Q. Do you accept the premise that there has been excessive commercialization in higher education? Are there areas where you think the academy has edged over the line toward corporatization in ways that are dangerous?
A. It is certainly true that patenting and licensing activity have increased markedly over the last 25 to 30 years, or roughly since passage of the Bayh-Dole Act in 1980. Many people are concerned that commercialization is restructuring the norms of academic science. As Josh Powers notes in one of our volumes, what used to be shared freely among the scientific community is increasingly protected as intellectual property. Financial conflicts of interest, publication delays, industry suppression of research results with unfavorable conclusions, data withholding, pro-industry biases, and even the tendency to select research problems on the basis of their commercial value have all been documented in the research on commercialization. These are serious problems that compromise our notions of academic science in the public interest, and left unchecked, they would have deleterious consequences for all of academe.
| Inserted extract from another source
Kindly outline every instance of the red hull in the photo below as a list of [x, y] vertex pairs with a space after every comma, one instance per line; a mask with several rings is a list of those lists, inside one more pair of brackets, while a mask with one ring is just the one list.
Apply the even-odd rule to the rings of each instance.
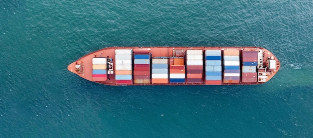
[[[116, 49], [131, 50], [132, 53], [130, 55], [130, 57], [132, 57], [131, 60], [128, 61], [124, 61], [125, 60], [123, 58], [126, 57], [125, 55], [120, 56], [117, 58], [117, 55], [116, 55]], [[194, 62], [190, 62], [190, 59], [188, 62], [186, 54], [188, 53], [186, 52], [188, 50], [192, 51], [192, 50], [202, 50], [202, 53], [201, 54], [202, 55], [196, 55], [196, 54], [192, 55], [192, 56], [190, 56], [190, 57], [194, 58]], [[211, 77], [212, 76], [206, 76], [206, 75], [209, 75], [206, 74], [206, 73], [208, 74], [210, 73], [206, 72], [206, 71], [209, 72], [212, 71], [210, 70], [209, 67], [210, 66], [209, 65], [210, 63], [207, 64], [207, 62], [206, 62], [206, 58], [213, 58], [213, 57], [210, 57], [208, 56], [206, 56], [208, 57], [206, 57], [206, 51], [211, 50], [220, 50], [221, 51], [221, 59], [220, 60], [218, 60], [220, 62], [221, 62], [220, 64], [222, 64], [222, 68], [220, 73], [218, 74], [221, 74], [218, 75], [220, 75], [220, 77], [221, 78], [221, 80], [214, 80], [212, 79], [213, 77]], [[174, 50], [177, 51], [175, 51], [176, 52], [174, 52]], [[260, 53], [260, 51], [262, 53]], [[258, 54], [256, 52], [258, 52]], [[138, 54], [150, 54], [150, 56], [148, 60], [150, 60], [150, 63], [148, 64], [144, 64], [146, 63], [142, 64], [141, 63], [134, 64], [134, 55]], [[240, 56], [239, 62], [235, 63], [234, 61], [227, 62], [228, 61], [224, 60], [226, 60], [226, 57], [225, 56], [226, 55], [232, 56], [237, 55]], [[180, 58], [178, 58], [178, 57]], [[106, 64], [104, 64], [106, 66], [106, 68], [108, 68], [108, 69], [106, 69], [107, 71], [106, 74], [98, 75], [94, 74], [96, 73], [96, 72], [94, 72], [94, 71], [96, 71], [96, 70], [93, 70], [92, 67], [93, 64], [94, 64], [92, 62], [92, 59], [94, 58], [102, 58], [103, 59], [108, 59], [108, 62], [111, 60], [110, 62], [104, 63]], [[160, 72], [156, 73], [160, 73], [160, 75], [158, 74], [154, 75], [152, 74], [153, 66], [152, 63], [152, 58], [169, 58], [168, 66], [160, 66], [164, 69], [168, 70], [167, 72], [166, 72], [166, 73], [168, 73], [167, 75]], [[198, 61], [196, 60], [196, 59], [198, 60]], [[244, 62], [260, 62], [260, 60], [262, 62], [260, 62], [262, 63], [262, 64], [257, 65], [256, 67], [256, 68], [257, 67], [256, 71], [252, 70], [252, 71], [255, 72], [249, 72], [249, 71], [251, 71], [250, 70], [244, 70], [244, 68], [242, 67]], [[139, 61], [138, 62], [141, 62], [140, 59], [138, 59], [138, 61]], [[199, 61], [202, 63], [199, 62]], [[120, 66], [118, 67], [118, 62], [127, 63], [122, 63], [124, 64], [124, 66]], [[111, 64], [109, 65], [109, 63]], [[238, 68], [240, 70], [240, 71], [226, 70], [226, 66], [233, 65], [235, 63], [239, 64], [239, 65], [236, 64], [236, 66], [238, 66]], [[188, 64], [193, 64], [192, 65], [189, 65]], [[198, 65], [197, 64], [200, 64]], [[226, 64], [230, 64], [227, 65]], [[128, 65], [128, 64], [129, 66]], [[125, 65], [128, 65], [128, 66], [126, 67]], [[160, 65], [161, 65], [160, 64]], [[122, 68], [122, 70], [118, 69], [118, 67]], [[232, 68], [233, 67], [230, 66], [228, 67]], [[280, 61], [272, 52], [265, 48], [254, 46], [107, 47], [89, 53], [70, 64], [68, 67], [68, 69], [70, 72], [77, 74], [84, 79], [109, 85], [260, 84], [268, 81], [272, 78], [279, 70], [280, 68]], [[126, 68], [128, 70], [124, 70], [124, 69], [126, 69]], [[248, 72], [246, 72], [246, 71], [248, 71]], [[116, 72], [119, 74], [116, 74]], [[214, 75], [218, 74], [214, 74], [214, 73], [212, 72], [213, 73], [212, 74], [212, 75]], [[184, 79], [184, 82], [170, 83], [169, 81], [170, 79], [170, 74], [172, 74], [172, 73], [176, 74], [172, 75], [173, 76], [176, 76], [173, 77], [178, 76], [178, 78]], [[185, 74], [184, 76], [184, 75], [180, 76], [180, 74], [182, 73]], [[239, 80], [224, 79], [224, 78], [236, 78], [236, 79], [237, 78], [237, 77], [234, 77], [224, 76], [226, 75], [224, 73], [228, 73], [228, 74], [230, 74], [230, 75], [234, 73], [240, 73], [240, 75], [238, 76], [240, 79]], [[163, 77], [160, 77], [161, 76]], [[118, 79], [118, 80], [116, 79], [116, 77], [122, 77], [128, 78], [126, 80], [122, 80], [123, 78]], [[225, 77], [226, 77], [226, 78]], [[206, 78], [208, 80], [206, 80]], [[116, 78], [116, 79], [118, 79]], [[136, 82], [134, 81], [135, 80], [136, 80]]]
Several efforts are underway to facilitate greater oversight of the process. Groups like the Association of University Technology Managers (AUTM), the University-Industry Demonstration Partnership (UIDP), and the Government-University-Industry Research Roundtable (GUIRR) have promoted guidelines for research collaborations and commercialization practices that protect the integrity of parties to such arrangements. An expanding coalition called Universities Allied for Essential Medicines (UAEM) advocates for socially responsible and humanitarian licensing provisions that increase the availability of medicines in developing countries. UAEM has developed a patent license model, the Equitable Access License (EAL), for universities to use in negotiating licensing terms with the pharmaceutical industry. This is an example of a gathering movement by universities to use alternative -- non-financial -- metrics for evaluating technology transfer efforts, allowing institutions to balance their social responsibilities with their revenue requirements.